Why not learn something instead?

And so, if the Internet is making inane things easier for you to access, I urge you to learn something from the stuff that counts: books. I still remember the first time I saw the word pulchritude. It was in Zadie Smith’s White Teeth and it popped out at me from a sentence: “Pulchritude – beauty where you would least suspect it, hidden in a word that looked like it should signify a belch or a skin infection.” What a great word, I thought, and said it out loud a few times, holding the feel of it in my mouth. Pul.chri.tude. On the side of simple words and short sentences is Stephen King, but it’s not that his books lack intelligence just because their vocabulary is restricted to two syllables. His time travel novel 11/22/63 is a work of genius, about a man who discovers a wormhole in time that takes him back to 1958, and how he lives in past hoping to kill JFK’s assasin. That book kept me up at night, made me think, and made me research both the laws of physics and time travel as well as America’s political scene in the 1960s. Simple language but powerful plotting.

But our chart-toppers?

Now consider India’s top sellers. There’s Chetan Bhagat (and at the outset, this is not a piece meant to denigrate Bhagat: I am impressed with both the way he changed what bestsellers mean in India and how he gets so many people to read, but I do disagree with his viewpoint here.) Bhagat is a big fan of easy language, but he tells a story straight – what are you taking away from it? Nothing except the story. On his website, he has a FAQ section for Five Point Someone, from which these quotes are taken :

Wow, sounds heavy. Is it?
Oh No! Not at all. The primary idea of this book is to entertain the reader. The genre is humour, and it attempts to bring the reader back into their college days where money was scarce, friends were plenty and even when facing deep life issues – you were having fun.

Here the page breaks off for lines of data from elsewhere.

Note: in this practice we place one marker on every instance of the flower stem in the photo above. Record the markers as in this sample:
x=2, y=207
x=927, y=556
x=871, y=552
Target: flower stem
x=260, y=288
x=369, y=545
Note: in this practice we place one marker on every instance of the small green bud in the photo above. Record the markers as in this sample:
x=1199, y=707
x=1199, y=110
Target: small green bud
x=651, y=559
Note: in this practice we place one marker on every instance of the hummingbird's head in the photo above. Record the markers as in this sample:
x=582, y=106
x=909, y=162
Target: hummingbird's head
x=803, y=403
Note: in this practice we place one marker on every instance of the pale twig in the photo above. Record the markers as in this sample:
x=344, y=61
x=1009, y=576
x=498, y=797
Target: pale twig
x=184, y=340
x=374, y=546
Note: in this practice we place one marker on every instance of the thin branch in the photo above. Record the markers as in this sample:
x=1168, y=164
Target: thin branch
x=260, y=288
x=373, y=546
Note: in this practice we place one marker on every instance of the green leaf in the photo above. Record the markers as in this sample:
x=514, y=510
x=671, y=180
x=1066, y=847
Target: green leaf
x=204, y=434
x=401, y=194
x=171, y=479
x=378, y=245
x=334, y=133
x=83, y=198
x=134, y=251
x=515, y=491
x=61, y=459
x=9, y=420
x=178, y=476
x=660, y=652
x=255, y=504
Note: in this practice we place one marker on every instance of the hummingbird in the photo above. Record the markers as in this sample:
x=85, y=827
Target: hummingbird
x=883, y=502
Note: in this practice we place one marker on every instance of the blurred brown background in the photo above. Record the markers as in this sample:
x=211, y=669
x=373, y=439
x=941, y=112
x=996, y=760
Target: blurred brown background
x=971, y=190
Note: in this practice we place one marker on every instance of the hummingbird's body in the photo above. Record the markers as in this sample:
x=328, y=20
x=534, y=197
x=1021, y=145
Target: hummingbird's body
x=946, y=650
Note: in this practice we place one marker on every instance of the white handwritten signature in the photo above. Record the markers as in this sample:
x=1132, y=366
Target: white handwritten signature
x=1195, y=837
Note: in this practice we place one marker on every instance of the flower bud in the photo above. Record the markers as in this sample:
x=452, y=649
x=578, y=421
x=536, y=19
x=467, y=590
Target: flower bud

Tell us something more about the writing style used in the book? (sic)
The writing style is extremely informal. This may be reffered (sic) to as modern English, but the idea is to write as people talk in college age. Hence, no flowery language, no tough words you dreaded in a dictation, no set rules. Yet – it works, because it is the language of real people.



Now of course “the language of real people” is great, it’s fantastic, but the problem is when you assume your real people are limited to a vocabulary of say 200 words and have no desire to expand it at all. “Hey, real people,” you’re saying, in effect, “Here: please stay at the level you’re at, I’m pandering to you.”

And then there is “the primary idea of this book is to entertain the reader.” This is problematic for me, because I started out at this point: I wanted to entertain, I didn’t want to give people a message – so boring! – I wanted to tell a story that some people would be enlightened by and others would recognise themselves in. In the past few years, I have come to change my views.

And so, here’s what I want to read

Part of this was just reading more. I began to get selfish about my reading time – I just did not have the bandwidth to deal with every entertaing but badly written book that came my way. To put it a different way: I finally came face to face with my own reading mortality. There is no way I will be able to read every book ever written in the world, even if I read constantly and all the time.

This made me extremely depressed, until I started looking at reviews again – yes, reviews! – instead of trending Twitter subjects, and reviews on websites known for book reviews, rather than the ones that just summarise the plots. I became old school and evangelical about my reading, and also ruthless about abandoning a book midway if I didn’t like it.

And so I realised that the best books were those that gave me a little something to take away – even if it was just a new word, even if it was thinking about the physics of time travel. I’m still learning: both to read and to write. To ask nothing of your reading material but that it entertain is admitting in a small way that your brain has atrophied. Do you want that?